If you’re running a small business then you probably feel somewhat overwhelmed by all the things you “should” know. Indeed, in today’s landscape of information overload where we are bombarded with offers and opportunities to consume content, we can feel pulled in so many directions when it comes to our attention that it feels like we need to be several just to keep up with how fast the world is evolving.
In addition, as an entrepreneur, there are some core skills and knowledge you will need to acquire to optimise your performance – and it’s multifaceted. When compared with the simplicity and convenience of pursuing a course such as a masters in social work online, where the syllabus is laid out for you, and the content drip fed in an organised fashion – the learning associated with entrepreneurship is much more broad and fragmented.
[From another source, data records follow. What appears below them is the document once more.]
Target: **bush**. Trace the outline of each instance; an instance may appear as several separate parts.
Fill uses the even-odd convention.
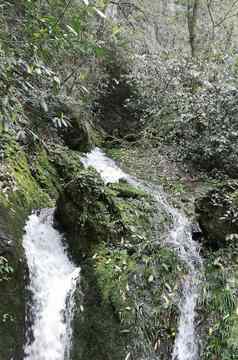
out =
[[[176,145],[200,170],[238,175],[238,91],[234,57],[207,61],[140,56],[131,78],[140,88],[144,136]],[[140,106],[141,106],[140,104]]]

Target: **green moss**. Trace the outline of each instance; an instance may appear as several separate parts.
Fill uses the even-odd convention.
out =
[[[126,335],[110,301],[97,285],[95,259],[81,262],[81,287],[76,296],[72,359],[124,359]]]
[[[49,155],[42,147],[36,148],[36,155],[30,161],[31,174],[38,186],[55,199],[61,188],[58,173],[55,166],[50,162]]]
[[[109,243],[95,249],[100,294],[117,314],[133,356],[152,356],[153,349],[160,351],[161,346],[166,349],[161,359],[167,359],[176,335],[176,298],[184,267],[174,251],[159,245],[159,234],[156,238],[152,234],[150,196],[126,183],[110,186],[110,190],[126,232],[119,242],[111,242],[112,247]],[[157,218],[160,220],[162,217]]]
[[[94,146],[102,147],[105,142],[105,134],[102,129],[96,129],[95,126],[92,125],[93,121],[90,122],[91,126],[89,128],[91,142]]]
[[[48,154],[50,163],[57,170],[57,180],[68,182],[83,170],[81,154],[62,145],[54,145]]]
[[[69,243],[81,259],[86,293],[83,314],[76,314],[75,329],[82,331],[73,359],[120,359],[129,351],[140,358],[154,348],[159,351],[159,343],[166,348],[161,359],[171,354],[177,291],[185,271],[174,252],[152,235],[153,205],[142,190],[125,182],[105,186],[90,169],[65,188],[58,204],[61,223],[67,219],[69,230],[74,229]],[[90,251],[82,257],[85,247]],[[101,324],[103,317],[108,329]]]
[[[148,197],[148,195],[139,187],[132,186],[126,181],[120,181],[109,185],[110,189],[115,191],[115,195],[122,198],[141,198]]]
[[[32,176],[26,154],[19,145],[13,140],[8,141],[5,145],[4,156],[4,162],[13,184],[7,194],[10,203],[25,209],[26,212],[40,204],[47,206],[52,204],[48,193],[41,189],[37,180]]]
[[[118,147],[118,148],[110,148],[110,149],[105,149],[106,153],[108,154],[109,157],[111,157],[114,160],[123,160],[124,156],[127,156],[127,149],[123,149],[122,147]]]
[[[99,245],[93,255],[96,283],[103,303],[112,306],[131,353],[148,354],[160,343],[167,348],[161,354],[166,359],[176,335],[176,297],[185,272],[172,250],[149,243],[144,248],[144,242],[141,238],[133,254],[126,240],[112,249]]]
[[[95,271],[102,300],[112,304],[123,321],[132,315],[129,276],[136,273],[135,259],[125,249],[108,250],[105,244],[95,249]]]
[[[226,248],[209,253],[206,283],[201,311],[204,316],[204,352],[202,359],[219,357],[221,360],[238,358],[238,250]]]

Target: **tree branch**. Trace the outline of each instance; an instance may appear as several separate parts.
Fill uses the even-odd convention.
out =
[[[232,10],[234,9],[234,7],[235,7],[237,4],[238,4],[238,0],[233,1],[233,3],[232,3],[232,5],[230,6],[229,10],[227,10],[226,14],[224,15],[224,17],[223,17],[222,19],[218,20],[218,22],[215,24],[215,27],[221,26],[226,20],[228,20],[228,19],[230,19],[230,18],[232,18],[232,17],[234,17],[234,16],[237,15],[237,14],[235,14],[235,15],[231,15],[231,16],[230,16]]]

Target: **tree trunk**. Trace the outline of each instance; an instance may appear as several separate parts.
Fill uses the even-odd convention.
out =
[[[189,44],[191,48],[191,55],[196,55],[196,25],[198,20],[198,7],[199,0],[187,0],[187,21],[188,21],[188,33]]]

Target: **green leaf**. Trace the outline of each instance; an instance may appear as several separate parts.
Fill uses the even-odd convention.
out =
[[[95,48],[95,55],[97,58],[101,58],[105,55],[106,51],[105,48],[96,47]]]

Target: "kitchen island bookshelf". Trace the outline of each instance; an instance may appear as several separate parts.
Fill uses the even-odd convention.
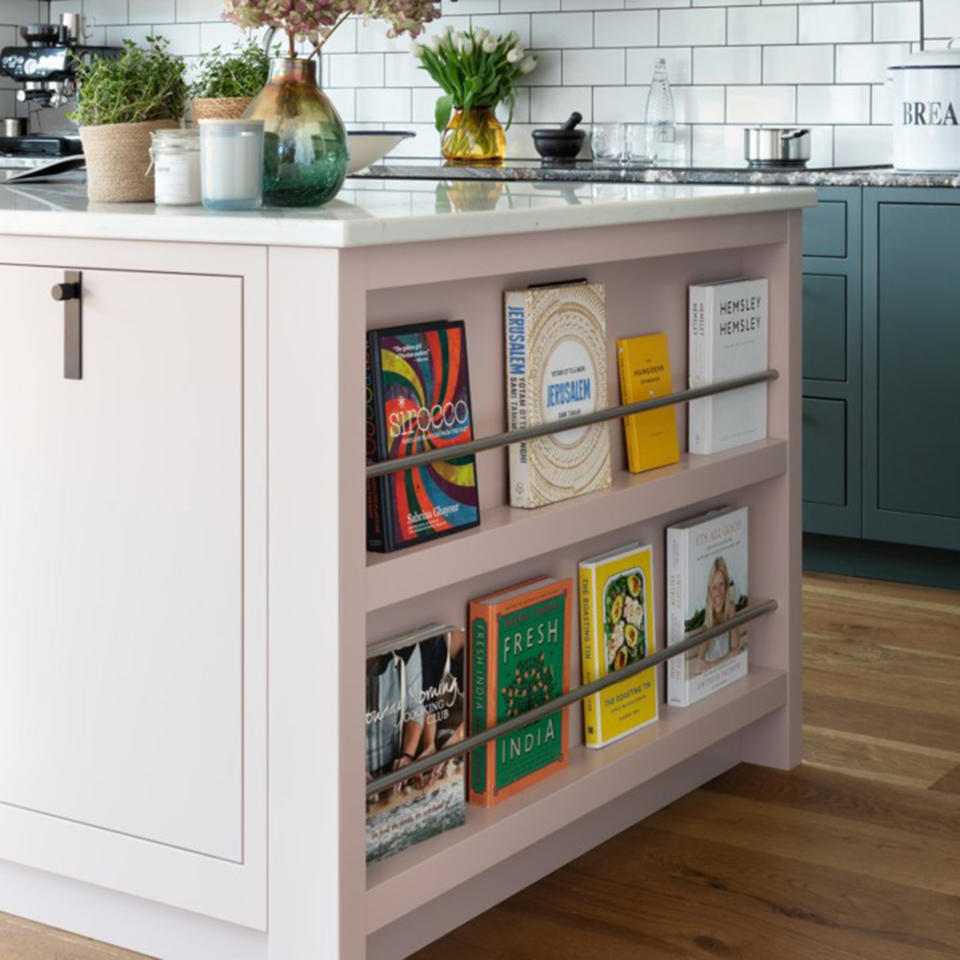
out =
[[[320,211],[229,217],[88,211],[49,189],[35,206],[21,191],[7,210],[0,190],[12,297],[0,318],[10,346],[0,356],[11,358],[0,410],[43,412],[0,421],[18,458],[17,474],[0,470],[0,520],[24,502],[21,474],[43,478],[59,508],[55,525],[11,528],[0,558],[15,572],[23,557],[46,556],[56,572],[59,545],[76,542],[80,579],[94,571],[122,588],[109,593],[108,623],[123,627],[104,634],[106,595],[69,577],[8,594],[0,609],[13,665],[0,704],[26,711],[20,755],[32,758],[0,769],[0,909],[162,960],[399,960],[742,760],[799,762],[800,237],[815,194],[602,187],[517,185],[494,209],[487,194],[464,209],[461,189],[441,203],[403,184],[348,187]],[[84,379],[66,386],[62,305],[49,294],[64,270],[82,271],[86,338]],[[614,405],[616,339],[665,332],[681,388],[688,285],[740,275],[770,282],[768,439],[632,476],[614,422],[613,486],[529,511],[508,505],[505,450],[486,450],[479,527],[365,551],[368,330],[463,320],[474,431],[489,436],[506,421],[505,290],[581,276],[605,285]],[[676,410],[683,438],[685,406]],[[36,443],[38,430],[50,442]],[[149,473],[119,456],[118,436]],[[103,455],[81,456],[91,447]],[[117,504],[136,537],[111,519]],[[747,677],[694,707],[664,706],[658,724],[598,751],[583,746],[582,711],[568,708],[567,769],[367,868],[368,644],[463,623],[472,597],[537,574],[573,577],[583,557],[640,540],[654,547],[659,648],[664,529],[720,504],[749,507],[751,600],[777,604],[751,623]],[[157,571],[158,542],[163,575],[141,576]],[[205,574],[208,556],[218,579]],[[170,637],[143,610],[179,615],[171,583],[203,619],[180,617],[168,653]],[[69,636],[58,623],[20,629],[64,589]],[[64,639],[83,653],[79,676]],[[17,665],[41,653],[45,692],[31,705],[17,699],[27,679]],[[188,655],[198,669],[183,669]],[[80,713],[106,731],[100,740],[68,739]],[[51,729],[62,742],[35,732]],[[218,763],[222,777],[198,778]],[[74,771],[70,790],[58,765]],[[120,804],[141,797],[147,776],[167,793]]]

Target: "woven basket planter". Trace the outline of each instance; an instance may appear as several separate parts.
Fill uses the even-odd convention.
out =
[[[147,120],[81,127],[87,198],[95,203],[153,200],[150,133],[179,126],[175,120]]]
[[[201,120],[239,120],[251,97],[201,97],[193,101],[193,125]]]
Of course, you could study a degree in entrepreneurship or even an MBA, but for most small business owners this simply isn’t necessary or cost effective. As a small business owner you need to learn information, fast, that you can apply directly to your business – meaning, most academic courses focus a little too much on theory for time-starved entrepreneurs that are very results focused in their approach.
The underlying theory can be good to know, of course, but if you’re setting up a small business then chances are you want answers to very specific questions such as how to market your business online using Facebook without spending a fortune on advertising.
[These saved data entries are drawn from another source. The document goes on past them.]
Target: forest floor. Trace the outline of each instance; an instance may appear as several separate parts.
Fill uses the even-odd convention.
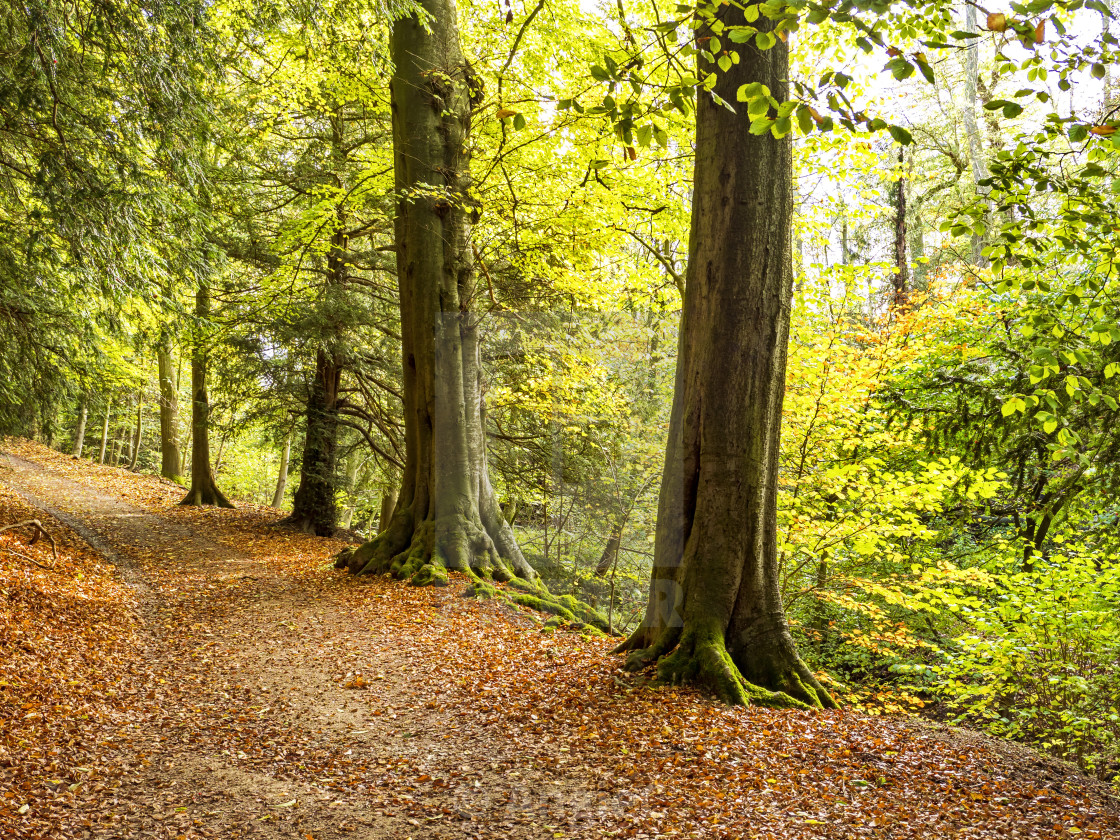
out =
[[[59,542],[0,533],[0,836],[1120,838],[1015,745],[723,708],[463,580],[334,571],[271,508],[0,449],[0,527]]]

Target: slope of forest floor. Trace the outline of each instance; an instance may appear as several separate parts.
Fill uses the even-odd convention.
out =
[[[0,836],[1120,837],[1025,749],[722,708],[463,581],[336,572],[270,508],[0,449],[0,527],[60,554],[0,533]]]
For this reason, it’s important to understand “education” doesn’t have to be academic, from a college or university. In fact, sometimes this can be the worst way to access education as an entrepreneur because your needs are very different to that of the social worker, referenced above.
For the entrepreneur, learning from experts who have mastered a particular skill, as demonstrated by their tangible real-world results, rather than intellectual insight can be a much more effective and efficient way to develop your education.
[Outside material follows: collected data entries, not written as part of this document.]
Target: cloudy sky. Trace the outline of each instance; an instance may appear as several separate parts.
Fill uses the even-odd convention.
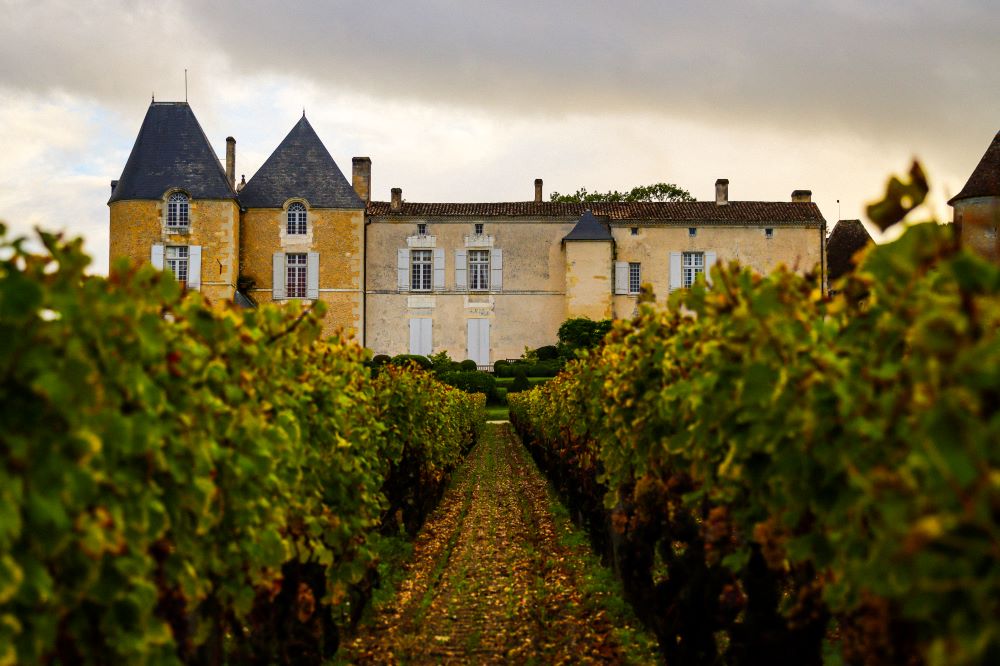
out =
[[[1000,130],[996,0],[0,0],[0,219],[107,270],[106,201],[151,95],[249,179],[305,108],[373,196],[528,200],[660,181],[811,189],[862,217],[918,156],[939,213]]]

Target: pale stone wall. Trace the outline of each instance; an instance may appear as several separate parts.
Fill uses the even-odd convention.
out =
[[[201,293],[229,301],[236,289],[239,207],[232,199],[192,199],[190,227],[168,230],[166,198],[116,201],[110,205],[111,260],[148,262],[155,243],[201,246]]]
[[[566,243],[565,318],[612,316],[614,293],[614,245],[611,241]]]
[[[427,224],[427,238],[416,241],[444,250],[445,288],[400,293],[396,254],[408,247],[417,224]],[[474,238],[474,225],[483,237]],[[565,318],[566,268],[562,238],[575,219],[375,219],[368,227],[368,324],[365,344],[380,354],[409,352],[409,319],[434,319],[433,351],[454,359],[468,356],[470,318],[490,319],[490,362],[517,358],[525,346],[555,344]],[[433,241],[431,241],[433,239]],[[455,250],[503,251],[503,289],[499,293],[458,291]],[[433,303],[433,307],[426,307]]]
[[[318,252],[319,298],[328,306],[323,331],[332,334],[343,329],[357,336],[364,326],[364,225],[361,209],[307,205],[306,234],[288,235],[285,209],[248,209],[243,213],[240,237],[240,275],[253,278],[257,302],[271,303],[274,253]]]
[[[955,224],[961,229],[964,247],[990,261],[1000,262],[1000,198],[956,201]]]

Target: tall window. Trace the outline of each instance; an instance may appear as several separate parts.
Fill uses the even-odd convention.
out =
[[[639,293],[639,285],[642,284],[640,266],[641,264],[638,262],[632,262],[628,265],[628,293],[630,294]]]
[[[293,203],[288,207],[288,233],[304,234],[306,232],[306,207]]]
[[[426,236],[427,235],[427,225],[421,222],[417,225],[417,235]]]
[[[477,224],[473,228],[474,228],[475,233],[476,233],[477,236],[482,236],[483,235],[483,225],[482,224]]]
[[[430,291],[433,269],[431,250],[410,250],[410,290]]]
[[[288,298],[306,297],[306,260],[308,255],[285,255],[285,289]]]
[[[186,284],[188,279],[187,245],[168,245],[163,260],[167,270],[174,274],[177,281]]]
[[[469,289],[486,291],[490,288],[490,251],[469,250]]]
[[[190,225],[188,217],[189,206],[187,195],[174,192],[167,199],[167,227],[172,229],[186,228]]]
[[[704,252],[685,252],[682,263],[684,269],[684,288],[694,284],[695,278],[705,272]]]

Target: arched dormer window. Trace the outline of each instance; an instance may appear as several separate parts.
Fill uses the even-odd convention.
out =
[[[188,195],[174,192],[167,199],[167,227],[170,229],[187,229],[191,225],[190,202]]]
[[[296,202],[288,207],[288,234],[304,234],[306,232],[306,207]]]

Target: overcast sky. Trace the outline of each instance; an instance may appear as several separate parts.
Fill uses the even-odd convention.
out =
[[[660,181],[863,216],[913,156],[941,215],[1000,130],[1000,7],[950,2],[0,0],[0,219],[82,235],[150,97],[249,179],[305,108],[373,197],[518,201]]]

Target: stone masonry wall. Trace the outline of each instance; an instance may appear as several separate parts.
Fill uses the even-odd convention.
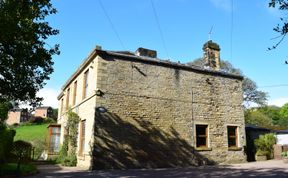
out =
[[[97,62],[103,95],[96,98],[94,169],[245,161],[240,79],[137,60]],[[209,150],[195,149],[195,124],[208,125]],[[229,125],[238,126],[234,151]]]

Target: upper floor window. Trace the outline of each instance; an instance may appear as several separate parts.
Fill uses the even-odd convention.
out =
[[[61,99],[61,111],[60,111],[60,113],[63,112],[63,105],[64,105],[64,98]]]
[[[89,70],[86,70],[86,72],[84,73],[84,82],[83,82],[83,99],[85,99],[88,94],[88,77],[89,77]]]
[[[238,147],[238,127],[227,126],[228,148]]]
[[[74,88],[73,88],[73,105],[76,104],[76,95],[77,95],[77,80],[74,82]]]
[[[69,97],[70,97],[70,88],[67,90],[67,96],[66,96],[66,109],[69,107]]]

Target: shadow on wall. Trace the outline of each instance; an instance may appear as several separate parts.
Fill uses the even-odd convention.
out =
[[[97,109],[95,117],[92,169],[214,164],[180,138],[172,127],[168,134],[144,119],[127,122],[116,114]]]

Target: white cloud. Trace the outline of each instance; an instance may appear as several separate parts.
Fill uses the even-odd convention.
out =
[[[286,103],[288,103],[288,98],[277,98],[268,101],[268,105],[275,105],[279,107],[282,107]]]
[[[58,108],[57,96],[59,91],[53,88],[43,88],[38,93],[38,97],[43,97],[42,105],[51,106],[52,108]]]
[[[231,0],[210,0],[210,2],[217,8],[225,11],[231,11]]]

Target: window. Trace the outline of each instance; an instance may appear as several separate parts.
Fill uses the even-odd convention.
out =
[[[49,153],[58,153],[60,145],[60,131],[61,127],[58,125],[49,126]]]
[[[82,120],[80,124],[79,155],[83,155],[83,152],[85,150],[85,126],[86,120]]]
[[[87,97],[88,93],[88,77],[89,77],[89,70],[84,73],[84,82],[83,82],[83,99]]]
[[[196,147],[208,147],[208,125],[196,125]]]
[[[66,110],[69,107],[69,97],[70,97],[70,88],[68,88],[67,90],[67,98],[66,98]]]
[[[76,93],[77,93],[77,81],[74,82],[74,89],[73,89],[73,106],[76,104]]]
[[[63,103],[64,103],[64,98],[61,99],[61,112],[60,113],[63,112]]]
[[[227,135],[228,135],[228,147],[238,147],[238,128],[237,126],[228,126],[227,127]]]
For instance, if you wanted to be a speaker, it would make sense to train with a high profile leader such as Les Brown, Bo Eason or Brendon Burchard – all of whom offer online courses and in-person workshops to help master this particular skill. This way, you are learning from experts who have been there and achieved great things; learning the fundamental skills from the masters – rather than intellectualising the topic of speaker, from someone that likely learned it from a book.
The most accessible route for people to access such training is via courses sold on Udemy, as these are often heavily discounted and offer anything from a general overview to an in-depth mastery of a topic… often, facilitated by people that have been successful in their field.
In summary, education is incredibly important for entrepreneurs – but it needs to be focused on achieving a tangible result rather than an academic accolade; meaning it should be directly applicable to your business.
The currency in the world of employment is often pegged to educational experience and academic courses can help you get to where you want to be… yet in the entrepreneurial world, all people care about are the results you generate.
Therefore, it’s worth shifting your mindset when it comes to education to that of getting the education that allows you to get results, rather than letters after your name.